Russia’s vision of a multipolar order is not possible without a strong China. After the Western support for the 2014 Maidan coup in Ukraine, Russia ended its three-centuries-long Western-centric foreign policy and the post-Cold War ambition to integrate with the West. Russia replaced its ambition for Greater Europe with the Greater Eurasia Initiative that advanced economic integration on the supercontinent. At the centre of the Greater Eurasia Initiative is a strategic partnership with China.
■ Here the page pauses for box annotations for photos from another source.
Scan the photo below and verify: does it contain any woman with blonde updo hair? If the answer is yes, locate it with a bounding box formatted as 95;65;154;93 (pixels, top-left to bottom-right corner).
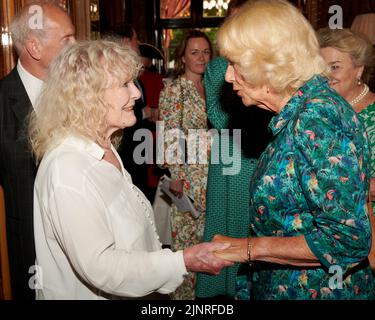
30;41;232;300
215;0;374;300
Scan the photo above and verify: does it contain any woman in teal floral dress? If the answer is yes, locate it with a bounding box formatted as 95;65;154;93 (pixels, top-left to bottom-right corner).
216;0;374;300
318;28;375;270
159;30;212;300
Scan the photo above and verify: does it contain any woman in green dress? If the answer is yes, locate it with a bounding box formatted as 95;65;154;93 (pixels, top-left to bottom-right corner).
318;28;375;269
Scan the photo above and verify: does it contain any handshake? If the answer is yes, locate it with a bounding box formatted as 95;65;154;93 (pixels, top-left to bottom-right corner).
184;235;247;275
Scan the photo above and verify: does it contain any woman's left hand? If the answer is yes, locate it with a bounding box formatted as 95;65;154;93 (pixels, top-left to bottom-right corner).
212;235;248;263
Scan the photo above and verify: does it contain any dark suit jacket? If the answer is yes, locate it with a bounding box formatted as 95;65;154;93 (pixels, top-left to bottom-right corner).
118;81;153;201
0;68;36;299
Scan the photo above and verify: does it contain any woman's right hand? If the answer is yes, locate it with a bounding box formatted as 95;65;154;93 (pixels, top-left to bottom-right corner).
183;242;234;275
169;180;184;198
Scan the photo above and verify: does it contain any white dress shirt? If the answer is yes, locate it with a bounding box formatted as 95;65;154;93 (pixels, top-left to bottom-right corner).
17;60;44;110
34;137;187;299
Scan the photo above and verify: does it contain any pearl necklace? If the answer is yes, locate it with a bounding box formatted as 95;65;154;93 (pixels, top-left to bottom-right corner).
349;84;370;106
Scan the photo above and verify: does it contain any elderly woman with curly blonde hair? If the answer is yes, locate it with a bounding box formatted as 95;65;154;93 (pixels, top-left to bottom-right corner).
30;41;232;299
215;0;374;300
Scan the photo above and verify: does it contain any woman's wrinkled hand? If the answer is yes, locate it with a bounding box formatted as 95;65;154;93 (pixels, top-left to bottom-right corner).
184;242;233;275
212;234;248;263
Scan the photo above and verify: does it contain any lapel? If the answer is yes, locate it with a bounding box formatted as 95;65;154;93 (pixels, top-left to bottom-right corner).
8;68;32;124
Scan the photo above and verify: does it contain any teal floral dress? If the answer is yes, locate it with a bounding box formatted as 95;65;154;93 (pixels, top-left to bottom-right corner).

The unipolar moment and continued containment of Russia
After the Cold War, the US embraced a security strategy based on world domination. This has been conceptualised benignly as a “liberal order” or “rules-based order” and common good for the world as stipulated by hegemonic stability theory. Yet, these terms and intentions neglect the underlying power considerations that perpetuate the containment of Russia.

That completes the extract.